The current Kaiser HIT dogfight is too complicated for me to summarize. Mr. HIStalk has some of the links and details here. Part of the story is that the CIO has been fired and a Kaiser whistle-blower named Justen Deal has broadcast a critical email across the whole enterprise (links here). What interests me the most, however, about this brouhaha is the comment below from a reader at HIStalk (link here) that makes specific reference to Kaiser's deployment of the Epic EMR. This reader's nom de plume is EpicKoolaidAcidTest -- I wonder if this name has some significance? The reference to Maharajah Judy below can be decoded as Judy Faulker, the founder and CEO of Epic.
"Before the Epic moonies log on and defend the Maharajah Judy until they pry the keyboard from her cold dead hands, let's be clear - Epic does not scale. Kaiser has at LEAST 15 separate instances of Epic running individually. So much for an integrated system! They talk about adding more instances - possibly tripling this number. This whistle blower is spot on in many ways. When you think about it, this is the first big inpatient deal Epic announced - the beginning of Epic being seen as a real inpatient EMR provider. This is also the first of many scaling issues reported in addition to functionality gaps and endless promises made by Epic as they've won deals around the country. Every dog has its day in HIT and this is just the latest in a long line of spurts of greatness (in amassing orders) then failure (in actually executing) starting with SMS with the baton then being passed to HBOC, Eclipsys, Cerner and now Epic."
This note brings to my mind some conversations that I had in the mid-80s at my hospital when the HIS (hospital information system) manager pointed out to me that my LIS was toast -- she predicted that all business and clinical applications in the hospital would soon be running on the mainframe computer. Put all your eggs in one basket, as it were, and watch that basket. This fanciful HIS vision of that former time failed as will today's global EMR vision (see above).

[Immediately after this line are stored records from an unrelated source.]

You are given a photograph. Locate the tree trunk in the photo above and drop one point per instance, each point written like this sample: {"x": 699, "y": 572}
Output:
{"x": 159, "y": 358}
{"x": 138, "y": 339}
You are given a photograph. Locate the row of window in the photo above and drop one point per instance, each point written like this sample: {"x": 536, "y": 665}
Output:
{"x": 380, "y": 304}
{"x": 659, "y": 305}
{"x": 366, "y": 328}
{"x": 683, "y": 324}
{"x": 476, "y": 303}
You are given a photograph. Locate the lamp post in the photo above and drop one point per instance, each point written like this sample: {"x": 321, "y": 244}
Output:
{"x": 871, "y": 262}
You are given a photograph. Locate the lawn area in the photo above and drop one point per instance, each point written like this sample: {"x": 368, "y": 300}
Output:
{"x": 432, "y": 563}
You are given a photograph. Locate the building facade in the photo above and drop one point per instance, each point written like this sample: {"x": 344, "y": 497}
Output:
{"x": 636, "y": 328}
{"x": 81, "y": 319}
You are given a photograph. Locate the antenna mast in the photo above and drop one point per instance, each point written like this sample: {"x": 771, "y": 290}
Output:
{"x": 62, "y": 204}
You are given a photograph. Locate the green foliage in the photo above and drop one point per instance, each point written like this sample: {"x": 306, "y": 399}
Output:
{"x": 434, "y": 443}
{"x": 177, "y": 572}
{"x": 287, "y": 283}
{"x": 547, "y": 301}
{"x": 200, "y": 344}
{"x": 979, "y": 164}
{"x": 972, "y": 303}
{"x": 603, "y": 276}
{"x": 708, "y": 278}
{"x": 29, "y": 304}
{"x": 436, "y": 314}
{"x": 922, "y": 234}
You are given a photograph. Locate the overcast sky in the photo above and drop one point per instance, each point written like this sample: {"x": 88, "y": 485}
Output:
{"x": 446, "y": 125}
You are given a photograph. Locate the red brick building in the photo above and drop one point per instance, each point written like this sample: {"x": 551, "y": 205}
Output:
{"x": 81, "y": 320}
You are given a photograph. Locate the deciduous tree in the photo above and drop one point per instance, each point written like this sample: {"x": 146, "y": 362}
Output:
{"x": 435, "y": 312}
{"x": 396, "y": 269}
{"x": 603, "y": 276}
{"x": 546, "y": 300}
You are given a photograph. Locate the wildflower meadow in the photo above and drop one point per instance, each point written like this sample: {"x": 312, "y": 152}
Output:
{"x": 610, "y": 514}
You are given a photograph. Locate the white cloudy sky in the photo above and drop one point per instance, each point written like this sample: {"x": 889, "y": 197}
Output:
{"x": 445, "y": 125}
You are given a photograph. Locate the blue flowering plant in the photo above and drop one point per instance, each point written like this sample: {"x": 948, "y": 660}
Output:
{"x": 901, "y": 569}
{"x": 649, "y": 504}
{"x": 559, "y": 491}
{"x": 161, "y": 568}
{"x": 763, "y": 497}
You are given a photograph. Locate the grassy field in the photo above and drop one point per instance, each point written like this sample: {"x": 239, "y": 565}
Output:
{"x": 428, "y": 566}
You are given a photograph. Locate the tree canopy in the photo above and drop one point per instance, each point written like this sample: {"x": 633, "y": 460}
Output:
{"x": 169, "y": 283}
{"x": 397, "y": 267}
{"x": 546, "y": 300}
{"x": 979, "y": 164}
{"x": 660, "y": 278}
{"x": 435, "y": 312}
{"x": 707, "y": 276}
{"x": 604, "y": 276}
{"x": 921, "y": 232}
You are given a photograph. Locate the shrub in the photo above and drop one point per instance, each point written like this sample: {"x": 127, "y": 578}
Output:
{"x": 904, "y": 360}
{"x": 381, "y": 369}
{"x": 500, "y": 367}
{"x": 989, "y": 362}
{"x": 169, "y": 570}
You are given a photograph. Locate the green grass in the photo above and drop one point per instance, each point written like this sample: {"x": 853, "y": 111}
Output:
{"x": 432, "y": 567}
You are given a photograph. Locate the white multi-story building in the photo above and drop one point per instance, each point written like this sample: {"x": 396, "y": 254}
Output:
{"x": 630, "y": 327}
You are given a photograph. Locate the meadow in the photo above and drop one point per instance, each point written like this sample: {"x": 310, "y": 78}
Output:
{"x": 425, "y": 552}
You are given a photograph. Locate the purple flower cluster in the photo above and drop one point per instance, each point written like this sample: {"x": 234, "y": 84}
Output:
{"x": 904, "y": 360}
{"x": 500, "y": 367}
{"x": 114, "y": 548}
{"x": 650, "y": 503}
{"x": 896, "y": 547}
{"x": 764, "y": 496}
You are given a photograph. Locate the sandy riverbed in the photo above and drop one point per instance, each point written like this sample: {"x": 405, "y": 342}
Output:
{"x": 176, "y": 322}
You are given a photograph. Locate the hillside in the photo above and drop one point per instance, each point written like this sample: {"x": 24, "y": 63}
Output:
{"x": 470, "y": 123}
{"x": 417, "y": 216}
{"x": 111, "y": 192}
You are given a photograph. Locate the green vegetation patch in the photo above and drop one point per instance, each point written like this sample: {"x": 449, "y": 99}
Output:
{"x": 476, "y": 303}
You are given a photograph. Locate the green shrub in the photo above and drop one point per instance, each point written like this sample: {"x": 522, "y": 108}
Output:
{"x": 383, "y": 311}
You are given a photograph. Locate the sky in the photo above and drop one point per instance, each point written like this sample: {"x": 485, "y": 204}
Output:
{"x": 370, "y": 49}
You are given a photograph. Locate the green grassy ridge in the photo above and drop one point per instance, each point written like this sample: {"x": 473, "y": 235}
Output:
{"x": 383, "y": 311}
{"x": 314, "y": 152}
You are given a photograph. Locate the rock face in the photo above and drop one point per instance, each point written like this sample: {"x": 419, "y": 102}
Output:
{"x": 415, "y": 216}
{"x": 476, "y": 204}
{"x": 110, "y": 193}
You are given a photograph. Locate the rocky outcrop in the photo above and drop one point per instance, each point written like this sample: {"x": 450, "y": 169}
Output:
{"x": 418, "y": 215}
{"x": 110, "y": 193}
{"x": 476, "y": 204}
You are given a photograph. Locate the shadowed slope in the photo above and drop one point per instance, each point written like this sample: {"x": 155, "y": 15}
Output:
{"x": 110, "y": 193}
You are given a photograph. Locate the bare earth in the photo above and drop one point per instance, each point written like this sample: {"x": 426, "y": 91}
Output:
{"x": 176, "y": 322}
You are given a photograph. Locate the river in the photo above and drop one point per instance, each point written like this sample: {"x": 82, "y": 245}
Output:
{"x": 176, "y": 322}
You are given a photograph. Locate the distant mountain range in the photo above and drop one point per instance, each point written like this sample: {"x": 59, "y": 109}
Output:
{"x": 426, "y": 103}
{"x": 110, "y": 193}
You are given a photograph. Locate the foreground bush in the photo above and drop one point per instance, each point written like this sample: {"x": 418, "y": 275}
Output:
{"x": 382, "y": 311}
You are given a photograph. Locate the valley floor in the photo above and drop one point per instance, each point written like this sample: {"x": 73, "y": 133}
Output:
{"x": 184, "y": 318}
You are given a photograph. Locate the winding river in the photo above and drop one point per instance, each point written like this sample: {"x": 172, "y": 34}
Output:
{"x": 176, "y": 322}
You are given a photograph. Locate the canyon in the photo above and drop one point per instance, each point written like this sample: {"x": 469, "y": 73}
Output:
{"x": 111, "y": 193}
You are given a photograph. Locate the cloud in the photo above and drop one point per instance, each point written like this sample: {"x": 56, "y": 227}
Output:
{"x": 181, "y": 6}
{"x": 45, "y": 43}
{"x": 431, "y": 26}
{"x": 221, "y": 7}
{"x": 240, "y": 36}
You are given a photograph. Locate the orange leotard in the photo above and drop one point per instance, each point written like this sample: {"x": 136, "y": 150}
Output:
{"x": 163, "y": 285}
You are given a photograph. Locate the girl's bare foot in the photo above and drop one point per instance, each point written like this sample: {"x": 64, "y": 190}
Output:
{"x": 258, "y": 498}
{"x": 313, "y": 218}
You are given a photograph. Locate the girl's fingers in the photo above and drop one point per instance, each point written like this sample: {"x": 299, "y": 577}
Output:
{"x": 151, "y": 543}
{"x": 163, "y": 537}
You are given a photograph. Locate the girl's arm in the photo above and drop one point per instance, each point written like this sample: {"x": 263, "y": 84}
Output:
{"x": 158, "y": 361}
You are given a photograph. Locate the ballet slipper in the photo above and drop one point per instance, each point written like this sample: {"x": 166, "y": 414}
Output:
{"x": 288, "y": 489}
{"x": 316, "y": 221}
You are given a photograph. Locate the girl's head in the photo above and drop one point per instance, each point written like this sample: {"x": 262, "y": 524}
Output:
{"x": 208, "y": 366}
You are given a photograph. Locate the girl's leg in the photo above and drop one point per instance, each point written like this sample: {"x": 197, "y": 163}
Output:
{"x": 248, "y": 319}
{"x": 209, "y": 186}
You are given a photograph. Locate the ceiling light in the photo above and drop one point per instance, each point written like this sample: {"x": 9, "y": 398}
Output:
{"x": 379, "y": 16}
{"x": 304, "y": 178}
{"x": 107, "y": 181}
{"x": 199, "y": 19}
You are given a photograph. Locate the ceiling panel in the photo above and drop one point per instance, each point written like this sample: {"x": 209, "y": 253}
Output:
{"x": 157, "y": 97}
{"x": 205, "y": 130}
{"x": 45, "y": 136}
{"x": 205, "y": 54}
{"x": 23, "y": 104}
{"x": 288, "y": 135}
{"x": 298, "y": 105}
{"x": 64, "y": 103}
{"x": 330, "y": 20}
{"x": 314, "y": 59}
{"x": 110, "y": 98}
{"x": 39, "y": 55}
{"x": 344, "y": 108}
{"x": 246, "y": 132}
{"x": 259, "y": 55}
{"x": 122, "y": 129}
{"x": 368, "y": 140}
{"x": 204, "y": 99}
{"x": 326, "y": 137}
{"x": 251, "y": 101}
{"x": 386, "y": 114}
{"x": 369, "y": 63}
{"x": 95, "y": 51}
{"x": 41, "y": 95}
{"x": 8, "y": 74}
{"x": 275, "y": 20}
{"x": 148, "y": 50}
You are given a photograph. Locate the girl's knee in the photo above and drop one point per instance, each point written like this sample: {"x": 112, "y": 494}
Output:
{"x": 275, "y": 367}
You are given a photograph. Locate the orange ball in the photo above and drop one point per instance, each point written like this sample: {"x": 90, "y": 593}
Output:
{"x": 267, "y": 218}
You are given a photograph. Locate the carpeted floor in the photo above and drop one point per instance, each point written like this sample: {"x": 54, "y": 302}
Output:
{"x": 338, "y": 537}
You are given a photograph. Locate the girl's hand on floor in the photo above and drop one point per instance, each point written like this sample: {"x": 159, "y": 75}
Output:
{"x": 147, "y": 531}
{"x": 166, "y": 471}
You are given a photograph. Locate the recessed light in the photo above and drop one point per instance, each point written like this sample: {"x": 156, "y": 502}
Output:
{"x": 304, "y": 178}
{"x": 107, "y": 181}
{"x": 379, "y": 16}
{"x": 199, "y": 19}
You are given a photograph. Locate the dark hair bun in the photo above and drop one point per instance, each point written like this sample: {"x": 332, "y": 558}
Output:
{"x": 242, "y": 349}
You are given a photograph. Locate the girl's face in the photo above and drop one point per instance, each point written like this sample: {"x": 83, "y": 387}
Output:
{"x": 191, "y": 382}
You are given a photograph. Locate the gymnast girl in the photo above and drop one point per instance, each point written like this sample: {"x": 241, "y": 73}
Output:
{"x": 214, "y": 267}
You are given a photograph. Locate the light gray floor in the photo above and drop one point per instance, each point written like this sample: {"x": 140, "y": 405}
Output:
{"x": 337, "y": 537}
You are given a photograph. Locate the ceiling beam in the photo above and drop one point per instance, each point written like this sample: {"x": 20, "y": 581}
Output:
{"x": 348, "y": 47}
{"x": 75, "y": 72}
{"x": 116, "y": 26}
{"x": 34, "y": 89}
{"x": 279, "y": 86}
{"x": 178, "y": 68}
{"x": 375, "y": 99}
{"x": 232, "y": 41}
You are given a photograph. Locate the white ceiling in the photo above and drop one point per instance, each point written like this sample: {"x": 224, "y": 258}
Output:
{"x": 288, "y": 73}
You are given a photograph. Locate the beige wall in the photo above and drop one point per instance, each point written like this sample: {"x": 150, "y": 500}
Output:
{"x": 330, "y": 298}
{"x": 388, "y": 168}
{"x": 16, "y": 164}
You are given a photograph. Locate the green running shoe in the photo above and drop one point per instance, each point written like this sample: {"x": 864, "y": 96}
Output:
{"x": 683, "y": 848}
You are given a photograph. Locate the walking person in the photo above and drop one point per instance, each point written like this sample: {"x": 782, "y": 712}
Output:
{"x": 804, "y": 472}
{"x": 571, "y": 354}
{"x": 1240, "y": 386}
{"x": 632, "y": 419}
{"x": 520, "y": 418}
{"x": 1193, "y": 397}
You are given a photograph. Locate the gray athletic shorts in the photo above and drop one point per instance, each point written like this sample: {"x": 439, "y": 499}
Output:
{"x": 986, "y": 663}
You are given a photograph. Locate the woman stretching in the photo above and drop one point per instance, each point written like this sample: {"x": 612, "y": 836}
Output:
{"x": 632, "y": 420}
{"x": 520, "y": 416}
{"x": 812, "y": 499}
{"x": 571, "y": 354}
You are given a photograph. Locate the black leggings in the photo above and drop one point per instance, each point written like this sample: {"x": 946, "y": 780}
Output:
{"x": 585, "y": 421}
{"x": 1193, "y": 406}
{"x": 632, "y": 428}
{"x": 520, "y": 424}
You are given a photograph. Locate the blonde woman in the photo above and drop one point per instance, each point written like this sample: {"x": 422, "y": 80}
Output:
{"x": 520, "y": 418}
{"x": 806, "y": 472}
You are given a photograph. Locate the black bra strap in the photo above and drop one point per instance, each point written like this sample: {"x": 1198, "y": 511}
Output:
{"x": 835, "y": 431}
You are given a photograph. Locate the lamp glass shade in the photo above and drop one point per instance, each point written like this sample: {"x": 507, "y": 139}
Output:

In their quest to execute their monolithic and impractical vision for system-wide EMRs, some healthcare CIOs are splitting their system into non-integrated "instances" as noted above. So like the HIS-centric vision of the past, the EMRs vision of today will fail. It now appears that the epicenter of the HIT tectonic plate may be located on the West Coast at Kaiser. I personally believe that only the Federated Electronic Health Record (FEHR) architecture (link here) will succeed in the long run. We can't keep flogging today's inflexible monolithic model forever.
Its so interesting to see all of the Epic bashing when KP's problems seem to stem from hardware/systems issues, especially since KP's implementation will pretty much be the largest you will ever see outside the UK. I love all of the 'facts' that are thrown around in that diatribe without any validation. Speaking from experience, there are separate 'instances' of Epic running, but they talk to each other periodically to minimize size issues, as a doctor in San Francisco doesn't need to be able to look up all 8 million KP clients.
Posted by: Fly on the Wall | November 14, 2006 at 07:23 PM
Did you see my screenshot of the Epic consultant bagging on the work ethic of Kaiser IT support staff?